To convert it to React component, you create a mixin:

(def label-mixin {
  {:render (fn [state]
              [(render-label (:text state)) state])}})

Then you build React class from this single mixin:

(def label-class (rum/build-class [label-mixin] "label-class"))

And define simple wrapper that creates React element from that class:

(defn label-ctor [text]
  (rum/element label-class {:text text} nil))

Finally, you call ctor to get instance of element and mount it somewhere on a page:

(rum/mount (label-ctor "Hello") js/document.body)

This is a detailed breakdown of what happens inside of Rum. By using rum/defc, everything can be simplified to a much more compact code:

(rum/defc label [text]
  [:div.label text])
  
(rum/mount (label "Hello") js/document.body)

Changes

0.4.2

  • Check for setTimeout in global scope instead of in window (thx Alexander Solovyov, PR #43)

0.4.1

  • Fixed bug with rum macros emitting wrong namespace.
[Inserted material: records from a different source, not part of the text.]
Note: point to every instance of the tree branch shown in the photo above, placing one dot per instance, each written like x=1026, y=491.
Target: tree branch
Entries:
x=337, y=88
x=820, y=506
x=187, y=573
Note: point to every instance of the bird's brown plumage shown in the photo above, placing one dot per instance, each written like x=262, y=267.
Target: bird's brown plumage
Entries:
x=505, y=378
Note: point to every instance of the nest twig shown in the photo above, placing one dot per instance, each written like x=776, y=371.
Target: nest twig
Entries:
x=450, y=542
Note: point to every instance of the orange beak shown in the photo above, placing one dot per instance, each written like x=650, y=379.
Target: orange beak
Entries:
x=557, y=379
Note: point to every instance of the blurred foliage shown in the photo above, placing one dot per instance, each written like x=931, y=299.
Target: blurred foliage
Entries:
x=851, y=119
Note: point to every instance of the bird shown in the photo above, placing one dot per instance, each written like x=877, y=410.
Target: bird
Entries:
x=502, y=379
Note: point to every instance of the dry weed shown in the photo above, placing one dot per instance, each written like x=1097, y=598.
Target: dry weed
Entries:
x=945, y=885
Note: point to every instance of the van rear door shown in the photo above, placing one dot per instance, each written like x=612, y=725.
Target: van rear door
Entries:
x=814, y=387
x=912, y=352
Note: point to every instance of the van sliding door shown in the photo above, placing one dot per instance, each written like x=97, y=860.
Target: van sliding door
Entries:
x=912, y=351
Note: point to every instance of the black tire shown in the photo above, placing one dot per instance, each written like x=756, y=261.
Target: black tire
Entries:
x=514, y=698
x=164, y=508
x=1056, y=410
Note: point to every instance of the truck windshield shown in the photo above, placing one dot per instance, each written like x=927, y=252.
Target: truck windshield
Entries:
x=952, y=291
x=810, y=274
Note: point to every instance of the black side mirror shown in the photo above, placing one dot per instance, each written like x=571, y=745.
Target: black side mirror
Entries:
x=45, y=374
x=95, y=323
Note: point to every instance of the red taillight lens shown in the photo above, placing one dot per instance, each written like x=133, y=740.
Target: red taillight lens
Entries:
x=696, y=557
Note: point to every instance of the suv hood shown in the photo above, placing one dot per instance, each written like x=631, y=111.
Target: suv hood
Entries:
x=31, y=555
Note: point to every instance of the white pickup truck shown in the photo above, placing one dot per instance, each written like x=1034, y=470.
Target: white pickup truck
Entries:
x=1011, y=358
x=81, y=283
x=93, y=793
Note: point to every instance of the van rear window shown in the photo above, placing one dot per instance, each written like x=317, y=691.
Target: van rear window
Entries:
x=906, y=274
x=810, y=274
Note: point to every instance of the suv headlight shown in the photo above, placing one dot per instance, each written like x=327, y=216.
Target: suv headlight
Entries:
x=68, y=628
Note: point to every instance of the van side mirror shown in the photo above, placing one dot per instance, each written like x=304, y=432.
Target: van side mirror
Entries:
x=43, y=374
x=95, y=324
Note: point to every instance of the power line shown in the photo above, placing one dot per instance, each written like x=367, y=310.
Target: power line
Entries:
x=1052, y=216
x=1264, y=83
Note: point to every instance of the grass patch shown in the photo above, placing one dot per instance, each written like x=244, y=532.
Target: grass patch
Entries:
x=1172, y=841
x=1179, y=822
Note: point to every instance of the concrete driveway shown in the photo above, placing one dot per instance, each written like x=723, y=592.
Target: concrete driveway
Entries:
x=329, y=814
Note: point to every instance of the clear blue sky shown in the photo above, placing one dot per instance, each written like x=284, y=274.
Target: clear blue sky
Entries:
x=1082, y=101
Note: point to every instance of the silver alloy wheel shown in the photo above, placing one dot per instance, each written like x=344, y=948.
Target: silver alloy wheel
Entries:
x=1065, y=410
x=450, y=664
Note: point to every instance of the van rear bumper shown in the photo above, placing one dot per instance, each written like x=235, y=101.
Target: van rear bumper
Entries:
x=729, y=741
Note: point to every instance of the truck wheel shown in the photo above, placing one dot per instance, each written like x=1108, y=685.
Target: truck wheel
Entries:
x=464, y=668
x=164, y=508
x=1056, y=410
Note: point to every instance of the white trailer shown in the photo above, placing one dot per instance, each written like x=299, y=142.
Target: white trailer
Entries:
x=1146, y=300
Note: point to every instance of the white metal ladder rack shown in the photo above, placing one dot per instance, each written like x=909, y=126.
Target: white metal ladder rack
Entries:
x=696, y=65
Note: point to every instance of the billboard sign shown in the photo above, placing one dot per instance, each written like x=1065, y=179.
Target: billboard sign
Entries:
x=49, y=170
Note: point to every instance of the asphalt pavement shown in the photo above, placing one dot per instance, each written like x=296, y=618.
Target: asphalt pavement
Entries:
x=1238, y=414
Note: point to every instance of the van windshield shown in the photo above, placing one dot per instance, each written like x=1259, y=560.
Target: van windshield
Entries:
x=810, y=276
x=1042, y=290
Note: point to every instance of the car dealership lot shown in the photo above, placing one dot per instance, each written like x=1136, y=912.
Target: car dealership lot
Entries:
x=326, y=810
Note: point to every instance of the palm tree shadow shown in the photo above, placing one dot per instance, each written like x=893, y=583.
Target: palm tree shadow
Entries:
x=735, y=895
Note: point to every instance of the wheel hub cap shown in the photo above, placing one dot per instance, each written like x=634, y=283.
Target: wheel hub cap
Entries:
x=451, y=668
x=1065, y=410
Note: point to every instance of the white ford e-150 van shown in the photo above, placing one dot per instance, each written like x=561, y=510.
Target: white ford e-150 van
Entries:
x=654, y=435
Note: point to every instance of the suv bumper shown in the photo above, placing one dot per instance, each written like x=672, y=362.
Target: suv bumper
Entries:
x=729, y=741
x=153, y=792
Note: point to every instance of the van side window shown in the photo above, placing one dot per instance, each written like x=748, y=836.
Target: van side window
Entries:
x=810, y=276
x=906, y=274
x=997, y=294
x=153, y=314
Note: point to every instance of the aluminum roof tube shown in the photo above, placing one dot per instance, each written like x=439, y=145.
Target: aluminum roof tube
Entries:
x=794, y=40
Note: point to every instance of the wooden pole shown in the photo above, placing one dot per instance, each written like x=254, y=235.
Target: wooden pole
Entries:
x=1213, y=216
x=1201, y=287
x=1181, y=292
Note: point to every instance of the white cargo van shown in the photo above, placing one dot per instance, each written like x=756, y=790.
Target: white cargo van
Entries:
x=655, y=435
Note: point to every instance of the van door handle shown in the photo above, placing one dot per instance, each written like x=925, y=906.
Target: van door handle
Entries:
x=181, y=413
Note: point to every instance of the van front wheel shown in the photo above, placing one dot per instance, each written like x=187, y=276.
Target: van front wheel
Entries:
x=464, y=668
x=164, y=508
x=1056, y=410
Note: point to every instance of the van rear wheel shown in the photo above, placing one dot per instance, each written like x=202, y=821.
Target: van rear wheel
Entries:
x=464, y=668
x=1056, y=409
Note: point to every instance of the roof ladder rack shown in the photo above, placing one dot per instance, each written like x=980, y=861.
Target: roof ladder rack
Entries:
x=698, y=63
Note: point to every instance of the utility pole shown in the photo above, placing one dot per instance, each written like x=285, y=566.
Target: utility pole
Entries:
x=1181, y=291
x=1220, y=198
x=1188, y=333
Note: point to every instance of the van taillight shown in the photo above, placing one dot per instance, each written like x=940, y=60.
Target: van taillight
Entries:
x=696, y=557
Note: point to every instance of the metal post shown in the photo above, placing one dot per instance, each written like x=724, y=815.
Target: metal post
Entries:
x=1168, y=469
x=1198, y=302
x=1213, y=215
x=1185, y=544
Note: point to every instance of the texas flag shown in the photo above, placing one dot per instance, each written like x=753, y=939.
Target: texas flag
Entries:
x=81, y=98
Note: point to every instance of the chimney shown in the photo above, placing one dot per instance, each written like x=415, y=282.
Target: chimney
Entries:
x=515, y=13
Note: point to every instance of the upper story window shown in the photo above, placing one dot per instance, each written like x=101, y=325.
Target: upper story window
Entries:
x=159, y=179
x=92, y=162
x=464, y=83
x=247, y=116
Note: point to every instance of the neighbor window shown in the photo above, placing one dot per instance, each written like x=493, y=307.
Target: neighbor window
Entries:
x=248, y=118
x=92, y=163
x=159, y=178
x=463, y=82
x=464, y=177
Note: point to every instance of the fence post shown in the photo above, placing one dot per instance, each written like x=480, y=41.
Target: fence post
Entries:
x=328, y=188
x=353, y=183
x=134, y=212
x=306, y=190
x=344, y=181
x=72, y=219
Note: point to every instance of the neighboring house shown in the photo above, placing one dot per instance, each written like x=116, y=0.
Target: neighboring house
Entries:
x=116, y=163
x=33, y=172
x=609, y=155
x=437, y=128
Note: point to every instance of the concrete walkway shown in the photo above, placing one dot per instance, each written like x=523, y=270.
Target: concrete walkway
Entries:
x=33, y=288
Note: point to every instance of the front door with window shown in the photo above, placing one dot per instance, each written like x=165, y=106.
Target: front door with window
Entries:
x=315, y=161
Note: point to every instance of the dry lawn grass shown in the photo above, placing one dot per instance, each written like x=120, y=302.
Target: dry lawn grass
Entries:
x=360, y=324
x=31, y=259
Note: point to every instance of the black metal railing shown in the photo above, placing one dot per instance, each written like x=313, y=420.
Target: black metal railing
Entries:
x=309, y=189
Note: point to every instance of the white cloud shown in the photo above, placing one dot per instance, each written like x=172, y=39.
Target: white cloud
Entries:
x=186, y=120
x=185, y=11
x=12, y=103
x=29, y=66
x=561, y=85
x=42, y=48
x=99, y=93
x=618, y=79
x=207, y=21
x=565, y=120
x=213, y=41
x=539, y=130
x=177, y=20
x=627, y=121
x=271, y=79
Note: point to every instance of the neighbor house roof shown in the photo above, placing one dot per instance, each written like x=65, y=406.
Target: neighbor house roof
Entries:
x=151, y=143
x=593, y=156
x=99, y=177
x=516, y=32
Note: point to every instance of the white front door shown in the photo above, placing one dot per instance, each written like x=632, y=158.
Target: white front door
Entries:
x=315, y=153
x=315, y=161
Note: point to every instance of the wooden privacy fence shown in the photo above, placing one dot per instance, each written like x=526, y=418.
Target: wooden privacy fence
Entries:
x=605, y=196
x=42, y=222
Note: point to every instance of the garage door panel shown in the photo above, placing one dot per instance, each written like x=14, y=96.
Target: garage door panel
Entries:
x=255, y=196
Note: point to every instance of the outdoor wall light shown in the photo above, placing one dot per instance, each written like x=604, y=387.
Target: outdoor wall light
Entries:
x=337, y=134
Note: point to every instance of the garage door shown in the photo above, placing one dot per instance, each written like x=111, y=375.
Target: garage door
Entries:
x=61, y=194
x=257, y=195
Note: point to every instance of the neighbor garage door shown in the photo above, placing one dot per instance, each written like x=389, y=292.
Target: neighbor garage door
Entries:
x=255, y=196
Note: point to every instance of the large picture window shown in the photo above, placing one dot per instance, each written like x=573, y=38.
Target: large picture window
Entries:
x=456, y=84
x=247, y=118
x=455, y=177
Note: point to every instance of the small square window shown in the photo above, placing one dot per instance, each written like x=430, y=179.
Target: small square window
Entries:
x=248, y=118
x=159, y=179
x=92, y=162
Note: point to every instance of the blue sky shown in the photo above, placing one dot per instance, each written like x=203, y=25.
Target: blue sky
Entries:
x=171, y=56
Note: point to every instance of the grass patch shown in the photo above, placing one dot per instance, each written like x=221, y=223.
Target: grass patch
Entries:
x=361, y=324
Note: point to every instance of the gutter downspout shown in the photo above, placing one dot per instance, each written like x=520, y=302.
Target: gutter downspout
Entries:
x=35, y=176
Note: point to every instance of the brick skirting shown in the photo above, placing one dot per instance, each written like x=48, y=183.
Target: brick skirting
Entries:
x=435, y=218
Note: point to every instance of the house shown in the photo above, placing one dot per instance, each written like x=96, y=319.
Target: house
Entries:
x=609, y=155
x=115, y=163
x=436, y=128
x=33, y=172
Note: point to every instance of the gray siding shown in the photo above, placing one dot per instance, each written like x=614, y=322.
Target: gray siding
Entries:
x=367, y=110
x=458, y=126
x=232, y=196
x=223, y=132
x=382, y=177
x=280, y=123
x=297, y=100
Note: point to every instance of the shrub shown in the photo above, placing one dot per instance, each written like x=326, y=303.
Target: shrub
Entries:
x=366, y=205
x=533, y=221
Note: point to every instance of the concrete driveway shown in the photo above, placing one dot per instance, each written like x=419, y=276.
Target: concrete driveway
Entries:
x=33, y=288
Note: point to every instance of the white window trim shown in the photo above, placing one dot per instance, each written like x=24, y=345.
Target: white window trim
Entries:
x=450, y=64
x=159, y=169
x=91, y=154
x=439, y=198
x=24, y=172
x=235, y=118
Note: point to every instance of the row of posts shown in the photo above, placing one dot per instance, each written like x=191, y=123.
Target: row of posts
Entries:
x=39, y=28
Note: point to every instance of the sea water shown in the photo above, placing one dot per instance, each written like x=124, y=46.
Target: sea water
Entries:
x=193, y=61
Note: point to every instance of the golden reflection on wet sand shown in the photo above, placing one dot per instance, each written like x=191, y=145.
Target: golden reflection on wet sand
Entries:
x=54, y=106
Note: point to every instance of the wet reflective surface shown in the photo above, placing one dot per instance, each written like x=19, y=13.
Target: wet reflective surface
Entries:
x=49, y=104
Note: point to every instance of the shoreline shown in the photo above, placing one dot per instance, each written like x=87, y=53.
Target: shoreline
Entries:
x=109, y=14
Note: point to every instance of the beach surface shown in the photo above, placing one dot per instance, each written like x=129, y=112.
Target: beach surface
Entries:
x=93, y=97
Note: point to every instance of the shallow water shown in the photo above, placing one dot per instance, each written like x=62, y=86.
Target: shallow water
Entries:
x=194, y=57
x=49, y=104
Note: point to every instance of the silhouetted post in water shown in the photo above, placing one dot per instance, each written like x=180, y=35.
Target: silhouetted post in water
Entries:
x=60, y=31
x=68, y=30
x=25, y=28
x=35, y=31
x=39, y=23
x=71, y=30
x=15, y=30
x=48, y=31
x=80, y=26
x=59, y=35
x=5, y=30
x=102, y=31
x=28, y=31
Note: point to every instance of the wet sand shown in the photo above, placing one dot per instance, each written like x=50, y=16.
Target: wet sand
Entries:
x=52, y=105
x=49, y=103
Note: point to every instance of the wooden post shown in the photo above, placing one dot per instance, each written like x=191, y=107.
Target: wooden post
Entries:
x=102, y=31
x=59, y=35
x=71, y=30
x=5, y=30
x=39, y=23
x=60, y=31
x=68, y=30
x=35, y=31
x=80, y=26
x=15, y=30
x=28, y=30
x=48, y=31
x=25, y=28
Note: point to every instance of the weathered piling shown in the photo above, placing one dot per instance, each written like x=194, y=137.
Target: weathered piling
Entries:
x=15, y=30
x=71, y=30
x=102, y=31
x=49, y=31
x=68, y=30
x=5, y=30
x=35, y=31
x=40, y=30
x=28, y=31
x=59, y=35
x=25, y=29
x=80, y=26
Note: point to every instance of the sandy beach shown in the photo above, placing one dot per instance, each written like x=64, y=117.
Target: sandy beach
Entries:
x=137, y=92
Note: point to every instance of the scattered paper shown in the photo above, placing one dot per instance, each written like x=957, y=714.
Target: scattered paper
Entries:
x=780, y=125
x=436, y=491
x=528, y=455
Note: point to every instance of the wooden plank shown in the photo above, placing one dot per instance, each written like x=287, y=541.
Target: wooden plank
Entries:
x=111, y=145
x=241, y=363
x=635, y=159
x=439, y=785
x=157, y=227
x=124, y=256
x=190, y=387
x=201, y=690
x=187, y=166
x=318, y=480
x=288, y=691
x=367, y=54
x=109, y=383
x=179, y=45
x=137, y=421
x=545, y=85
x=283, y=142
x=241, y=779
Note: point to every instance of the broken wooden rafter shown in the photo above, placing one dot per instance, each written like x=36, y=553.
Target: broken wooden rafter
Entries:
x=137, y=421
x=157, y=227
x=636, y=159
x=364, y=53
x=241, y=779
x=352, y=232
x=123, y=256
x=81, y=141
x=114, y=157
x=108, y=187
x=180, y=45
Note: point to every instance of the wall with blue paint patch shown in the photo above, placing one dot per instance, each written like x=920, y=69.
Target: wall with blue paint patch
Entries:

You can now require rum.core under any alias you want (thx Stuart Hinson, PR #42)

0.4.0

  • [ BREAKING ] Core namespace was renamed from rum to rum.core to supress CLJS warnings

0.3.0

  • Upgraded to React 0.13.3, Sablono 0.3.6, ClojueScript 1.7.48
  • New API to access context: child-context, child-context-types, context-types (thx Karanbir Toor, PR #37)
  • New defcc macro for when you only need React component, not the whole Rum state
  • [ BREAKING ] Component inner state (:rum/state) was moved from props to state. It doesn’t change a thing if you were using Rum API only, but might break something if you were relaying on internal details
  • Deprecated rum/with-props macro, use rum/with-key or rum/with-ref fns instead

0.2.7

  • Allow components to refer to themselves (thx Kevin Lynagh, pull request #30)
  • Support for multi-arity render fns (issue #23)

0.2.6

  • Added local mixin

0.2.5

  • Fixed argument destructuring in defc macro (issue #22)

0.2.4

  • will-update and did-update lifecycle methods added (thx Andrey Vasenin, pull request #18)

0.2.3

  • Components defined via defc/defcs will have displayName defined (thx Ivan Dubrov, pull request #16)
  • Not referencing requestAnimationFrame when used in headless environment (thx @whodidthis, pull request #14)

0.2.2

  • Compatibility with clojurescript 0.0-2758, macros included automatically when (:require rum)

0.2.1

  • Updated deps to clojurescript 0.0-2727, react 0.12.2-5 and sablono 0.3.1

0.2.0

  • [ BREAKING ] New syntax for mixins: (defc name < mixin1 mixin2 [args] body...)
  • New defcs macro that adds additional first argument to render function: state
  • Ability to specify key and ref to rum components via with-props

0.1.1

  • Fixed a bug when render-loop tried to .forceUpdate unmounted elements
  • Fixed a cursor leak bug in reactive mixin
  • Removed :should-update from reactive, it now will be re-rendered if re-created by top-level element
  • Combine reactive with static to avoid re-rendering if component is being recreated with the same args

Acknowledgements

Rum was build on inspiration from Quiescent, Om and Reagent.

All heavy lifting done by React and ClojureScript.

License

Copyright © 2014–2015 Nikita Prokopov

Licensed under Eclipse Public License (see LICENSE).